Monday, August 09, 2010

College Inc.

The PBS series Frontline aired a deep investigation of for-profit higher education last May, called College Inc. The tagline from the website gives an accurate hint of the show: "Investigating how Wall Street and a new breed of for-profit universities are transforming the way we think about college in America..."

An important element of capitalism always has been the hunt for new sources of profit. The confluence of many factors (economically necessary, technologically feasible) has driven capitalism-in-the-age-of-electronics to gnaw at the public sector, to pull previously public activities into the Value relationship.
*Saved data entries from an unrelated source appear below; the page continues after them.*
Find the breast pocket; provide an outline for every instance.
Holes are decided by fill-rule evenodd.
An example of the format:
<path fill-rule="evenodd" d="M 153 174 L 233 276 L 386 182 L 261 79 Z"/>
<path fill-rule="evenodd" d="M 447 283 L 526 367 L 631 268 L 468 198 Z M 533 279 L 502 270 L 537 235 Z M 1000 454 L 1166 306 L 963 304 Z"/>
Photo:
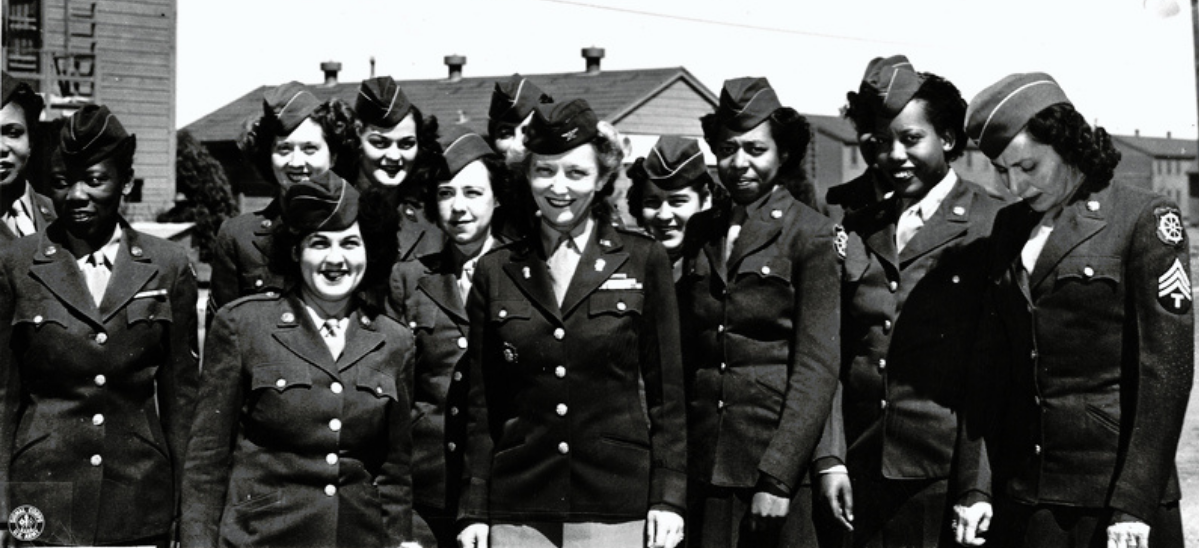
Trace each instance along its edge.
<path fill-rule="evenodd" d="M 503 325 L 532 317 L 529 301 L 492 301 L 487 319 L 493 324 Z"/>
<path fill-rule="evenodd" d="M 1080 284 L 1089 291 L 1115 291 L 1123 277 L 1119 257 L 1066 257 L 1057 266 L 1059 287 Z"/>
<path fill-rule="evenodd" d="M 125 307 L 125 319 L 130 326 L 138 322 L 168 322 L 171 315 L 171 299 L 166 288 L 149 289 L 133 296 Z"/>
<path fill-rule="evenodd" d="M 641 291 L 596 291 L 587 300 L 590 317 L 640 316 L 645 306 L 645 294 Z"/>
<path fill-rule="evenodd" d="M 417 303 L 408 309 L 408 327 L 413 331 L 432 331 L 437 324 L 437 305 L 432 303 Z"/>
<path fill-rule="evenodd" d="M 293 388 L 312 388 L 312 371 L 304 364 L 268 363 L 250 370 L 250 390 L 283 393 Z"/>
<path fill-rule="evenodd" d="M 370 393 L 380 401 L 400 401 L 395 377 L 378 369 L 365 369 L 355 384 L 359 391 Z"/>
<path fill-rule="evenodd" d="M 778 256 L 750 255 L 737 266 L 738 280 L 757 279 L 765 283 L 791 285 L 791 260 Z"/>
That is, to turn it into a Commodity in the Marxist sense, of something exchanged in the market on the basis of the socially necessary labor it took to produce it, and therefore a new source of profit. In the process of becoming a commodity, the Law of Value kicks in, which precipitates the necessity of driving down production costs or extending the market or ... to maximize profitability. That's something of how a Marxist analysis would go, and, well, the shoe seems to fit very well in this case. (For definitions, etc. see this exploration on Value)

The sketchy steps:
  1. The massive transitions in production, in the economy, obsolesce old skills and old activities. Workers are driven to develop new skills to continue to participate in the economy (i.e., to survive).
  2. Workers must work on one job while trying to train for something better; or feel compelled to re-tool on their own dime to keep the job they have. This means going to school after work or on weekends.
  3. Starve the public sector. The existing non-profit, state-supported institutions, particularly community colleges, cannot meet the needs of everyone who wants an education.
  4. New technologies arise that make distance learning and online learning a practical possibility.
  5. Wall Street (or investors or finance capital) is always on the lookout for new sources of profit.
  6. Entrepreneurs sort out the details: snatch up accreditations from struggling non-profit schools to provide a veneer of respectability, install sophisticated data centers and hire cheap adjunct faculty to deliver instruction, aggressively market their services to a desperate market, charge almost six times the tuition of a community college, and get federal government to subsidize student loans.
Students become debt-slaves in yet another way, and the loans become another large pool of debt ripe for securitization. It feeds speculative capital. Total outstanding federal loans are over $500 billion, with an additional estimated $125 billion in loans from the private sector, and the private sector role is growing much much faster (see CNBC, America's Biggest Types of Personal Debt).

The Frontline show covers all this, not exactly in the same way, but in a much more entertaining way.